Spring beans are pivotal components encapsulated within the vast ecosystem of the Spring Framework. These entities, under the vigilant management of the Spring IoC (Inversion of Control) container, are autonomously instantiated and employed, bypassing the need for you to manually breathe life into these objects. Using the @Component annotation tags beans for Spring gardeners (IoC container), whereas @Bean in a config class grants you the divine power to create life yourself. For instance:

@Component public class KnightBean { // Spring sees this and goes "Ah, time to raise a knight!" }

You can request the service of your knight (bean instance) at any point in your application like so:

@Autowired KnightBean knightBean; // Spring heeds your call and sends the knight on his steed.

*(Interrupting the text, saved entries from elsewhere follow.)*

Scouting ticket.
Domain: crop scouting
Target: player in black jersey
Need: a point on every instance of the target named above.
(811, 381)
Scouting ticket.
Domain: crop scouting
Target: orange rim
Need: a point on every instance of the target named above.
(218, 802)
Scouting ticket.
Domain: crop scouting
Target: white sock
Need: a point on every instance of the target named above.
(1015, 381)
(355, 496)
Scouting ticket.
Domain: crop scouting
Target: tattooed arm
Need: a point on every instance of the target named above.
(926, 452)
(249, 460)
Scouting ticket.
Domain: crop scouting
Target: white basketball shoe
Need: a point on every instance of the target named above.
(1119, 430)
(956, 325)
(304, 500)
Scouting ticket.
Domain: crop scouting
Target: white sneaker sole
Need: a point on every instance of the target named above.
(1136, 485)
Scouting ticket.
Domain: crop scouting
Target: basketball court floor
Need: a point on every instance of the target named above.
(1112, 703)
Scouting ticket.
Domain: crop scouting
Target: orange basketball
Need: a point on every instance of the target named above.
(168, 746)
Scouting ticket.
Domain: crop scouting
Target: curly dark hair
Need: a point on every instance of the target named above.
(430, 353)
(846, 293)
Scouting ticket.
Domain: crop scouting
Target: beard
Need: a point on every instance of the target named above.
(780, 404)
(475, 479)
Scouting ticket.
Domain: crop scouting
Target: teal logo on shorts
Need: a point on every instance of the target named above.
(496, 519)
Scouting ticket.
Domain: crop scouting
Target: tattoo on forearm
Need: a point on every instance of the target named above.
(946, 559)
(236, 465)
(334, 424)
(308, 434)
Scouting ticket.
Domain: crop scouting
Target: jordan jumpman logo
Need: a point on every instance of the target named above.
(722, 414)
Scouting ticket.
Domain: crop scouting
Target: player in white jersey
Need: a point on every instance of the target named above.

Consider beans as modular building blocks for your kingdom, err...application, maintained and run efficiently by the humble Spring folks.

Grasping bean scope and lifecycle

Scope related decisions are the epitome of Spring beans' flexibility. While their default nature is to be singleton beans, you can alter this by declaring them to be prototype, request, session, or application scoped. Observing and understanding a bean's lifecycle is essentially tracing its footprints from creation to destruction.

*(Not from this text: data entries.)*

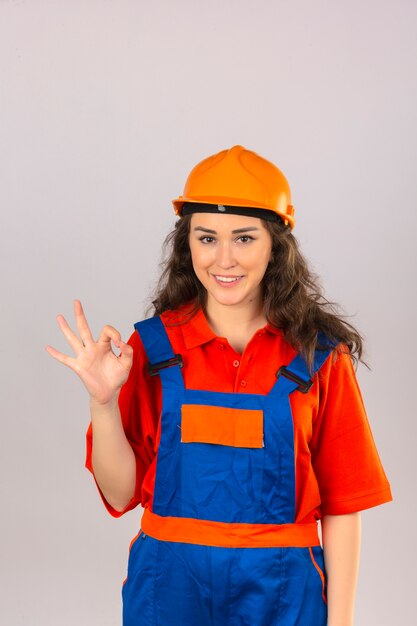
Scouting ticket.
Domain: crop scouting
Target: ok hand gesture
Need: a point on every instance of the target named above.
(100, 369)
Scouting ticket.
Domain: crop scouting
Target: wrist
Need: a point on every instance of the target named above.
(104, 408)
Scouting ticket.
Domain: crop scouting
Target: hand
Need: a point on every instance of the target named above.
(100, 369)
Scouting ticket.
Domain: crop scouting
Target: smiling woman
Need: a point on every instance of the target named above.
(234, 417)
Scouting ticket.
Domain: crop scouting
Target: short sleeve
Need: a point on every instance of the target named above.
(344, 456)
(138, 404)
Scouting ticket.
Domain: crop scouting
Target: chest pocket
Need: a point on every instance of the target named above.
(225, 426)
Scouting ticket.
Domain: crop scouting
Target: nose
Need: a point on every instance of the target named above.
(225, 256)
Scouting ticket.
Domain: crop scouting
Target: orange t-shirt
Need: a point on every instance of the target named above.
(337, 466)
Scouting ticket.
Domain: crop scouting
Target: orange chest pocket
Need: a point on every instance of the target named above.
(240, 428)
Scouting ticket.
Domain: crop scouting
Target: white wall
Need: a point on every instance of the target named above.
(105, 107)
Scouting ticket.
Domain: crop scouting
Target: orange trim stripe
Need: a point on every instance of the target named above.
(320, 571)
(241, 428)
(222, 534)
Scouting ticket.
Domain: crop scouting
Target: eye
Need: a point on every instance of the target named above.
(245, 238)
(206, 239)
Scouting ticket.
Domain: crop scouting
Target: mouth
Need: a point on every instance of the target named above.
(227, 281)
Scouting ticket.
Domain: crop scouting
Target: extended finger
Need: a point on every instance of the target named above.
(74, 341)
(59, 356)
(126, 355)
(83, 327)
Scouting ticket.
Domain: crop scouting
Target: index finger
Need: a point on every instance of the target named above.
(81, 321)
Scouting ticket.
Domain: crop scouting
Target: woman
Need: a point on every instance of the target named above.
(234, 417)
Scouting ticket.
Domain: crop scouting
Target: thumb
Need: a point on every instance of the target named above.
(126, 354)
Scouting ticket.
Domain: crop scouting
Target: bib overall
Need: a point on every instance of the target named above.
(221, 546)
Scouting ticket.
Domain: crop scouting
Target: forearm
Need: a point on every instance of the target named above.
(113, 459)
(341, 545)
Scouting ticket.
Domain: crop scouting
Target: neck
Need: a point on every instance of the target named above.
(226, 320)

Third-party folks in action

Ever felt stuck with third-party libraries that do not come as beans? That's where @Bean makes an entrance. It turns those foreign components into Spring beans, enabling them to join the party:

@Configuration public class AppConfig { @Bean public ThirdPartyGuest thirdPartyGuest() { // "Welcome! Welcome! Our castle is your castle!" return new ThirdPartyGuest(); } }

Decoupling for a better tomorrow

The primary benefits of Spring beans are to maximize decoupling and ensure a clear separation of concerns for more maintainable code. You just declare your dependencies, and Spring becomes your genie, resolving them at runtime.

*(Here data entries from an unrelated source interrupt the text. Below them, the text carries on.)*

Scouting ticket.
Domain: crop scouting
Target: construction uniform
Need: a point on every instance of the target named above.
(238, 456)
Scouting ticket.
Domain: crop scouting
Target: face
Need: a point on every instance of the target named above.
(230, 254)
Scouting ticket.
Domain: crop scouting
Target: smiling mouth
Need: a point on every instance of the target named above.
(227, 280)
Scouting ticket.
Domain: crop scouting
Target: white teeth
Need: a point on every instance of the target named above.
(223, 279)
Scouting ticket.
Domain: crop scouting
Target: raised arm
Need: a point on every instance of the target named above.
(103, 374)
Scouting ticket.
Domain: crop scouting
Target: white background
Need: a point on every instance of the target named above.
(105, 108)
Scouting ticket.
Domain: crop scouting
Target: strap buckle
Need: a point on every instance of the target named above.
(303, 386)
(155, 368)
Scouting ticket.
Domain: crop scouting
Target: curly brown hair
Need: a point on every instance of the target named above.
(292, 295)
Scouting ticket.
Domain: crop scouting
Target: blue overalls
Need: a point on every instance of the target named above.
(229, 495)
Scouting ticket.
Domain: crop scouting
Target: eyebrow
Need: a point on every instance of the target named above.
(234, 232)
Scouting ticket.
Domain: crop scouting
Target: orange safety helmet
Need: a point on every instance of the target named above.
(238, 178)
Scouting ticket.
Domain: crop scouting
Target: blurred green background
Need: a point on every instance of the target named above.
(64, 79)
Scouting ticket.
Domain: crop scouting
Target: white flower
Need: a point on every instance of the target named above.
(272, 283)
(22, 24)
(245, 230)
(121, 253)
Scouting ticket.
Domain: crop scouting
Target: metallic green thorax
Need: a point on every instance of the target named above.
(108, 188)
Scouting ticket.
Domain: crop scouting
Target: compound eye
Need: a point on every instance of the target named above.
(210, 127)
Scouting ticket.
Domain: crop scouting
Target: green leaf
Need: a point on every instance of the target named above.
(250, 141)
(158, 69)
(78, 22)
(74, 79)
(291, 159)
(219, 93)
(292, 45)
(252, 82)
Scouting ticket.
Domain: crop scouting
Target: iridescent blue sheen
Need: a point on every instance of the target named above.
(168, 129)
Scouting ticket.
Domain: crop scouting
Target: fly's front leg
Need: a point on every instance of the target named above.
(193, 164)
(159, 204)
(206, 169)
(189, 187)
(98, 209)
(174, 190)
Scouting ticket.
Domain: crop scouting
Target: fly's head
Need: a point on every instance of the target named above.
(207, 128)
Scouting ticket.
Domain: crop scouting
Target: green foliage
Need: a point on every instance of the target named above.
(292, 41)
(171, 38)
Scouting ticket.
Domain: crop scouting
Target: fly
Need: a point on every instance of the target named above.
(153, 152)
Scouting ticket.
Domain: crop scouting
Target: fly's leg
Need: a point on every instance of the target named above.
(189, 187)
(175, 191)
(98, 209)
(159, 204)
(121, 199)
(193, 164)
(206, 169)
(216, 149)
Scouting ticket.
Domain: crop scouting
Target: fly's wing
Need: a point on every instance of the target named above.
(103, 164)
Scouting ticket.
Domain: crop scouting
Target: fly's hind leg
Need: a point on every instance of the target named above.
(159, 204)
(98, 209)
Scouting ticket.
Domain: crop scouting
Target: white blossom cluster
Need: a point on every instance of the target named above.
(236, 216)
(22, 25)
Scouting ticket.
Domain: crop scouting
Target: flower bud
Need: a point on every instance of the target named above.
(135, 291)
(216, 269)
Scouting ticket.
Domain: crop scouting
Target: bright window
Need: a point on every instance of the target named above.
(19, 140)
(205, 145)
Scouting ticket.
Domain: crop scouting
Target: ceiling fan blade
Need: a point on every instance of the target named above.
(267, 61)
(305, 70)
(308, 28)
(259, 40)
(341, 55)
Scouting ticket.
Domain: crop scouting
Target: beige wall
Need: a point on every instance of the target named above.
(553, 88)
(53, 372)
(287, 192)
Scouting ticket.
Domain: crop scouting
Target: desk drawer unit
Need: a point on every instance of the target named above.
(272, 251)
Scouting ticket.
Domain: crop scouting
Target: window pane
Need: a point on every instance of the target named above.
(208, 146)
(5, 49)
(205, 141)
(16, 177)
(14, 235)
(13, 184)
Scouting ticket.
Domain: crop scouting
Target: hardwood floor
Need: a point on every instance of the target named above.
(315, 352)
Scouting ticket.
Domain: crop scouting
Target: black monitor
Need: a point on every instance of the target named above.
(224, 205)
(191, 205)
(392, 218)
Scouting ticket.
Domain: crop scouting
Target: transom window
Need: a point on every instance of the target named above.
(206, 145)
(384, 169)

Advanced bean usage: strategies and practices

Configuration metadata and reflection

Beans aren't just tied to the physical realm; they transcend into metadata, detailing their properties, dependencies, and management blueprint. Your decrees and declaration about these aspects can be captured in Java annotations, Java code or XML configurations.

Inversion of Control? Over to you, Spring!

IoC is a principle where control is inverted - akin to you sitting back while Spring Framework drives. It's manifested when Spring dictates the lifecycle of beans, the way they're created and destroyed, and their dependencies wired together.

Detailed documentation – Dig deeper

Want to challenge the depths of your knowledge pool? The Spring core technologies documentation offers you a deep dive into the world of Spring beans. It's an invaluable treasure trove for anyone yearning for complete mastery over this topic.